You can follow them and find initiatives planned in different towns:
Facebook @cumartesianneleri | Twitter @CmrtesiAnneleri
Ahmet Kaya was the voice of the disappeared, Sezen Aksu that of the mothers
The song “Beni Bul Anne” (Find me, mother) written and sung by the Kurdish musician Ahmet Kaya is now considered one of the most popular songs in Turkey. A number of musicians have given various interpretations of it.

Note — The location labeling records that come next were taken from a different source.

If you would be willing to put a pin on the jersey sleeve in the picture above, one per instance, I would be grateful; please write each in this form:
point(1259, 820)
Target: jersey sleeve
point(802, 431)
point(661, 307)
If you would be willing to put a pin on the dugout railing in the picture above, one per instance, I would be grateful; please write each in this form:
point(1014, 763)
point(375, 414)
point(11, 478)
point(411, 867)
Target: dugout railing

Thus, with Ahmet Kaya becoming the voice of the disappeared, singer Sezen Aksu has chosen to carry the cry of the mothers. In support for the Saturday Mothers, she has also prepared a mini album titled “Cumartesi Türküsü” (Saturday Song) containing two titles but the album was not put on sale. The album conceived for the 5th anniversary of the magazine Aktüel was offered as a supplement to an edition which featured Sezen Aksu’s portrait on the cover, under the heading “I am also a Saturday Mother.”
Grup Bandista also echoed the mothers in 2009 with “Benim Annem Cumartesi” (My mother is Saturday)
In this country where any challenge is difficult and immediately repressed, the Mothers appear like the rocks beaten by evil winds but who serve as vigils for a number of resistances, under various guises. A hope, there also.